Conceptually, the components of the human mind are quantities and properties. Quantities relay to acquire properties to degrees to drive experiences. The labels of memory, emotion, feeling, reaction and so forth are properties obtainable to extents across mind locations. In the mind, properties are simply acquired—the labels are useful to delineate—but the components of mind make determinations.
Simply, consciousness can be expressed as: t + M + F + E = 1, where t is thought, but never a standalone parameter, because it is often a quantity bearing properties.
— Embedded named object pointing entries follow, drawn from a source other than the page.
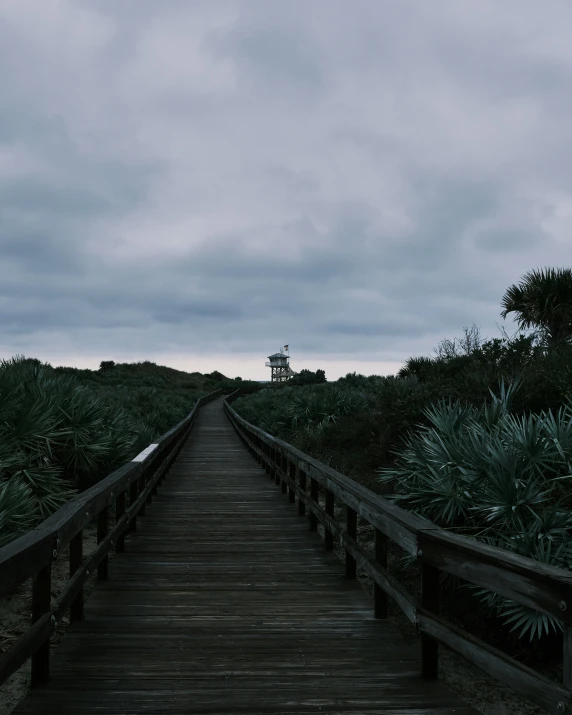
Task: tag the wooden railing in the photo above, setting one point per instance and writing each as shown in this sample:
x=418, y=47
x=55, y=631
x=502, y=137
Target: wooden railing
x=523, y=580
x=32, y=555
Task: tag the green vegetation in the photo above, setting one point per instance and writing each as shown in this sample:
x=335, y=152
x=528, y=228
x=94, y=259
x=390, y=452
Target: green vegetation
x=63, y=429
x=478, y=438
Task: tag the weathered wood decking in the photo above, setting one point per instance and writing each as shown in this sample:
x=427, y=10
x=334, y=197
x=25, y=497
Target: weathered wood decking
x=225, y=602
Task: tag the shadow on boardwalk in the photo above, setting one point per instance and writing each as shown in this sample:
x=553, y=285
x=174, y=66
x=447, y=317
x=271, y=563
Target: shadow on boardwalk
x=225, y=602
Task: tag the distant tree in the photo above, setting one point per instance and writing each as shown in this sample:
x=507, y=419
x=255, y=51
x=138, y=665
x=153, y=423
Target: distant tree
x=216, y=375
x=543, y=299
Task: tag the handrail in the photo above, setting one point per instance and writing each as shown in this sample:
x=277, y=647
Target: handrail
x=32, y=554
x=528, y=582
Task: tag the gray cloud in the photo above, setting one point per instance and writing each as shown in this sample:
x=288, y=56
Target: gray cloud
x=364, y=181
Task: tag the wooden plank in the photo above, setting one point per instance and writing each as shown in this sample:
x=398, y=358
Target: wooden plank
x=531, y=583
x=549, y=695
x=41, y=602
x=224, y=602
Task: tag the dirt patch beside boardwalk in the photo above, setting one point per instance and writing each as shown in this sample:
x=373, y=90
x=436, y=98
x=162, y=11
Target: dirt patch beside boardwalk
x=16, y=614
x=485, y=694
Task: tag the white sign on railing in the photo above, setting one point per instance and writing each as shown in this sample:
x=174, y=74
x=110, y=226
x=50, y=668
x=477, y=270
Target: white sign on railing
x=145, y=453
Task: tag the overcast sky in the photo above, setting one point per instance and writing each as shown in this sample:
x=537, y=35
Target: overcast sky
x=198, y=183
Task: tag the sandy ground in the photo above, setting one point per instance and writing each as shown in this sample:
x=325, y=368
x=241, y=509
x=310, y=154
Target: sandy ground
x=475, y=687
x=16, y=613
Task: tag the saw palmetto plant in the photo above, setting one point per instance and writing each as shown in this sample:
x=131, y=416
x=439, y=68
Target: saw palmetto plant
x=498, y=477
x=63, y=430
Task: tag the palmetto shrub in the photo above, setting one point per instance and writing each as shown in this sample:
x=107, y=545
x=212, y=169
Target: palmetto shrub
x=58, y=436
x=497, y=477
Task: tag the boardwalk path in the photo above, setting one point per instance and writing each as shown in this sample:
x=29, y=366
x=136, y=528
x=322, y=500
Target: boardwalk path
x=225, y=602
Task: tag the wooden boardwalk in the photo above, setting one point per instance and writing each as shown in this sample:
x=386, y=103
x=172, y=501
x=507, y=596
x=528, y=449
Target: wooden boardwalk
x=225, y=602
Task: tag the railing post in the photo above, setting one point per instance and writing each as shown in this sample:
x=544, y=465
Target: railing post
x=132, y=499
x=314, y=495
x=41, y=602
x=430, y=601
x=102, y=529
x=567, y=657
x=302, y=481
x=328, y=536
x=284, y=467
x=379, y=595
x=76, y=558
x=268, y=456
x=141, y=489
x=351, y=527
x=276, y=461
x=291, y=490
x=119, y=512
M, F and E are memory, feelings and emotions respectively.
The components of the human mind prepare t, M, F and E. Equivalents of the components prepare equivalents of those in animals and plants. Systems like large language models (LLMs) without quantities and properties of mind, with their lack of thought, feelings and emotions do not mean they do not have M, which arrived another way. Their M is also diverse in how they seem to relate, understand, communicate and carry out certain tasks.
LLMs may have made their outcome by 'finding patterns in enormous data sets' but they reputedly have aspects of M. In the human mind, sometimes, experiences are not necessarily because of an external situation, they depend on what quantity acquires what property. Like loneliness, it may not be a result of the external—whether people are there or not—but the internal. So, an outcome is experienced, even if the situation may be different—or its external intensity contrasts with the degree in the mind.
For LLMs, their single-high M is probably higher than the total sentience of some animals and plants. Their high M too, mirroring parts of human intelligence, is already higher than the M of several plants and animals.